En 2007, les performeurs Yan Duyvendak et Omar Ghayatt se rencontrent au Caire. Le premier est suisse, le second égyptien. Dans la mémoire de chacun, le 11 septembre 2001 et ses conséquences. À partir, et contre, la notion de ‘choc des civilisations’, ils composent alors une pièce. Une performance à deux, à plusieurs : Made in Paradise [Fabriqué au paradis]. Soit une action chorégraphique créant du lieu et du lien commun. Avec l’ouverture d’un espace de dialogue assez vaste pour accueillir les spectateurs, devenant à leur tour acteurs. Un endroit quasi-neutre, où faire se rencontrer les antagonismes. À savoir le message actif « Just Do It » [Fais le, c’est tout] d’un côté, et le message contemplatif « Inch Allah » [Si Dieu le veut] de l’autre. Presque dix ans après cette première expérience, Yan Duyvendak et Omar Ghayatt prolongent le dispositif avec Still in Paradise [Toujours au paradis].

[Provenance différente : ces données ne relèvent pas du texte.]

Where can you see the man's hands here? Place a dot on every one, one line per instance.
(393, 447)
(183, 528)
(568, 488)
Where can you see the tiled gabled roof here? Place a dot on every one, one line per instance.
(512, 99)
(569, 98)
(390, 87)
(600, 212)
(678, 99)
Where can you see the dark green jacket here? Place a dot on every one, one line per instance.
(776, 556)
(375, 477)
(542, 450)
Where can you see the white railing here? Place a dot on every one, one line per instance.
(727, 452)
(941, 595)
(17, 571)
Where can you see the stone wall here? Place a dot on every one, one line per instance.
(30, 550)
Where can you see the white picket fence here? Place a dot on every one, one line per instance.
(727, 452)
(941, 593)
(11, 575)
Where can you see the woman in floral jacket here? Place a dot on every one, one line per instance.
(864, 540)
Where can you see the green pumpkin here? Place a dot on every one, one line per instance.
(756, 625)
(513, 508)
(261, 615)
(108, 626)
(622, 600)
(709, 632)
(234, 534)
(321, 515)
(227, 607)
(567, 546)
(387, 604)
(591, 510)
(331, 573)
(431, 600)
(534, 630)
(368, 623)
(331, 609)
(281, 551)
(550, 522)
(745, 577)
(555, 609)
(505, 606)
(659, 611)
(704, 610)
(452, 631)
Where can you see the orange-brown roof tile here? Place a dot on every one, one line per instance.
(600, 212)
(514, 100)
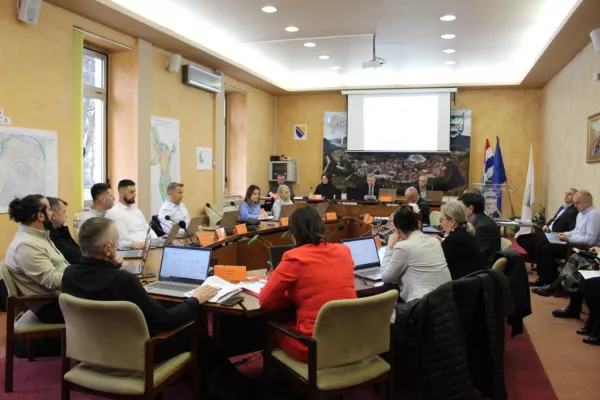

Still in Paradise de Yan Duyvendak et Omar Ghayatt : performance participative
Entre 2008 et 2016, le Terre a continué de tourner, sur elle-même et autour du soleil. Certaines crispations se sont exacerbées. Avec, toujours, ce paradis comme point de cristallisation et d’incompréhension. Le capitalisme sauvage continuant d’un côté sa course folle vers la modélisation du paradis sur Terre. L’intégrisme islamique continuant de promettre, de l’autre, un paradis céleste à quiconque détruira cette profanation. Et dans l’interstice entre ces deux géants abstraits : des vies à inventer. Un quotidien à composer, en suspension entre suspicion, humiliation et surveillance généralisée. Dans la méconnaissance de l’autre. Avec la performance Still in Paradise, Yan Duyvendak et Omar Ghayatt, mettent ainsi en scène leur rencontre, leurs doutes et différences. Par les mots, mais aussi par la présence rassurante de corps humains. Le tout en puisant dans une série de scènes possibles, choisies par les spectateurs. Pour un spectacle s’actualisant différemment à chaque représentation.
L’Autre, ce terroriste : la performance pour désamorcer la peur
Dans un espace scénique ouvert, Still in Paradise abolit la distance entre interprètes et spectateurs. Par une Performance participative fédèrant des constellations à géométries variables. Plus qu’un duo, Still in paradise se compose d’un trio, d’une pluralité. Avec Georges Daaboul, notamment, pour la traduction française. Et Samy Ebeid pour l’allemand et l’anglais, Iyas Jubeh et Rinaldo Marasco pour l’italien, et Omar Hegazy pour le néerlandais. Un acte de traduction qui participe ici de la performance. À mesure qu’Omar Ghayatt et Yan Duyvendak déroulent, sur cette place publique, le fil des différences de perception, s’esquisse la trame d’une rencontre. Une trame qui se resserre sur les contradictions et points de discorde, pour mieux défaire la haine diffuse et éclairer le lieu du conflit, de l’incompréhension. Ajoutant un épilogue à Made in Paradise, Still in Paradise continue ainsi de déconstruire la violence et l’ignorance, en posant des mots sur les non-dits.